December 5, 2008

Patents and R&D Personnel: Not Always a Direct Correlation in Europe

Past November the 27th, Eurostat published a research concerning the relationship between patent activity and R&D personnel (find it HERE ) .  The main question raised in such research is the following: does a higher innovation input in form of more personnel lead to a higher innovation output in terms of patents?
Although many Member States fit the correlation, the relationship between patents and R&D personnel does not appear to be straightforward in all of them.  This analysis reveals a number of interesting differences between the structure of research and technological industry countries.  Of course, the research does non include all kind of IP protection likely to be associated with technological innovation. Trade secrets or copyright could be associated with relevant and valuable innovation which would go undetected in this research.  Besides, Eurostat considers only EPO patent applications in drawing the comparison among the multiple EU member States. 

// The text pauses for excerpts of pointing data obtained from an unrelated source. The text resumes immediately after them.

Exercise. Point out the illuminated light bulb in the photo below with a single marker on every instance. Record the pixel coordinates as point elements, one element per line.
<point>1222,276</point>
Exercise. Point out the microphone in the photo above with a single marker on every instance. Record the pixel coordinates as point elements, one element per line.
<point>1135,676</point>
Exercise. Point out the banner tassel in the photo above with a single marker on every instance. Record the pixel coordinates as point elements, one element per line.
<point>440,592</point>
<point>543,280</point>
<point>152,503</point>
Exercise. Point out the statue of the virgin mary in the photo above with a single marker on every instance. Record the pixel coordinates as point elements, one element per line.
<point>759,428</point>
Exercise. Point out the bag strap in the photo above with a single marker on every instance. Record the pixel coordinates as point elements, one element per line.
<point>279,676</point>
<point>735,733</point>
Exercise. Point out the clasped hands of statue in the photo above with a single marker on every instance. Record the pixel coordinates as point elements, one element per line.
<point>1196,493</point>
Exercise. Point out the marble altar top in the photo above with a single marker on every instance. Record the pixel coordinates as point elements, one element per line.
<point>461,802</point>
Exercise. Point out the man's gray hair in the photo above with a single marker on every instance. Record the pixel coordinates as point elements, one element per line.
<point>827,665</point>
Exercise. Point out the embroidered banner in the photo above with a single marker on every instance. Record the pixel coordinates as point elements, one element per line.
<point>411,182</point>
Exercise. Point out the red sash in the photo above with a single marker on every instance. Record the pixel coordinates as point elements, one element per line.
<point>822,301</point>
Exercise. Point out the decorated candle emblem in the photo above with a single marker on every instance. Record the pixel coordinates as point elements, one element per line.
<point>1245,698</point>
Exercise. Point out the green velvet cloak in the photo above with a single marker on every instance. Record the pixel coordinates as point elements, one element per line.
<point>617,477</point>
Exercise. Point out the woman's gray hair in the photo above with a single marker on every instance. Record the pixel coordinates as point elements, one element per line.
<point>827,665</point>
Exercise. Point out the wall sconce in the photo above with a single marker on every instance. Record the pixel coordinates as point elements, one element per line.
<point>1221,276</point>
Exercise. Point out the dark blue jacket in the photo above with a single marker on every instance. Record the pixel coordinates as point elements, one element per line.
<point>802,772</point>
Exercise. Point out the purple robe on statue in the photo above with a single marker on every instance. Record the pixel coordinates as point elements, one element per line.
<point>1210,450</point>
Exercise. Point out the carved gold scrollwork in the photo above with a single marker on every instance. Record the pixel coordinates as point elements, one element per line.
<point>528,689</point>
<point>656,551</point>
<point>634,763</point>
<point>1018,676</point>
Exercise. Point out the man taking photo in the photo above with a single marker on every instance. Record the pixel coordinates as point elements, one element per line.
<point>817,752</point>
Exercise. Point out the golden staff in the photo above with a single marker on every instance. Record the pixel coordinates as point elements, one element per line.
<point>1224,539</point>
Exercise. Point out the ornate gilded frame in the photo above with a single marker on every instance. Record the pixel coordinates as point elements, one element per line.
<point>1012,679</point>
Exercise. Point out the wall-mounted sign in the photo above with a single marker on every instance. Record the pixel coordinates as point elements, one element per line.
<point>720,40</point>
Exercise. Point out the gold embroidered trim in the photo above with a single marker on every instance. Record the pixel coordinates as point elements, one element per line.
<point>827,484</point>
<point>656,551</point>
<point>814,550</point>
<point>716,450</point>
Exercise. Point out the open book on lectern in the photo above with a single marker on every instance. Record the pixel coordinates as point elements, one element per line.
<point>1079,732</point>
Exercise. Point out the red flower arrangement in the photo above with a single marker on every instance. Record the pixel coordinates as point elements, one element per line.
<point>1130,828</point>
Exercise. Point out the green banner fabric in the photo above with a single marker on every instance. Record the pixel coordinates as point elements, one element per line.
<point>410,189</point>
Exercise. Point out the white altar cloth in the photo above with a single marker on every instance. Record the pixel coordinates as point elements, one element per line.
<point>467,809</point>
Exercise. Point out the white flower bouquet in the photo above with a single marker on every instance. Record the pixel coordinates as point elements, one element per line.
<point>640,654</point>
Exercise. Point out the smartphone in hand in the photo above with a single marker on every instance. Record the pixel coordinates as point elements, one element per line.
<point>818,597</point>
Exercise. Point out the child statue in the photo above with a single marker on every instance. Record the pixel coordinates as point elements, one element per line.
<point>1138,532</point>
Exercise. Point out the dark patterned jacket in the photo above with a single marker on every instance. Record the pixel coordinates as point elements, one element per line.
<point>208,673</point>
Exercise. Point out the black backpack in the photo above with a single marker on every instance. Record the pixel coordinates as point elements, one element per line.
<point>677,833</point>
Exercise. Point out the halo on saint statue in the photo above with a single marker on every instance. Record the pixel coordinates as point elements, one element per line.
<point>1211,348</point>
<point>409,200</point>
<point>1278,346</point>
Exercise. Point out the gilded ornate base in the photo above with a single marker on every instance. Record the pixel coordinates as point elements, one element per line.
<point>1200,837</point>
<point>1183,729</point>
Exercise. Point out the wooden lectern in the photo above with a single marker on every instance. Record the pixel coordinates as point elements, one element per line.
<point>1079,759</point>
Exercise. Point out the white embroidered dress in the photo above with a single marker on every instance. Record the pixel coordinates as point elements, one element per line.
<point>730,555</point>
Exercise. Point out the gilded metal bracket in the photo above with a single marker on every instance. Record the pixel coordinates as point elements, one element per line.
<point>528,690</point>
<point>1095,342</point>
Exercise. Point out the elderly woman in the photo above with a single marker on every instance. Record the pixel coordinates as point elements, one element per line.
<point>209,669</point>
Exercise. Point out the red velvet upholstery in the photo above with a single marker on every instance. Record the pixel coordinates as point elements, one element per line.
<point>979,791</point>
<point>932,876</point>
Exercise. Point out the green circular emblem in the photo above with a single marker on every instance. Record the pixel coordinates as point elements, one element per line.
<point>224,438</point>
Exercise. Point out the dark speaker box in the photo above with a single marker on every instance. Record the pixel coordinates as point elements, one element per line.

However, if we accept the research methodology, the data provided offer some insights regarding the "ROI" of technological businesses located in different EU countries.  In fact, the figures are presented in break-down according to what sector the R&D personnel belongs, namely Business Enterprise, Government, Higher Education and Private Non-Profit Sector.  Some surprising conclusion could be drawn, if you are looking for the best venue for a tech company... Just a quote: "In 2005 the Italian industry employed about 600 000 people more than the French, but the value added of the non-financial economy in France was about EUR 167 bn higher than in Italy. Whereas in France the shares of R&D personnel and expenditure were nearly three times higher than in Italy, patent activity in 2004 was slightly higher in Italy than in France." 
In other words: French spend more to invent less. Italians monetize less their inventions.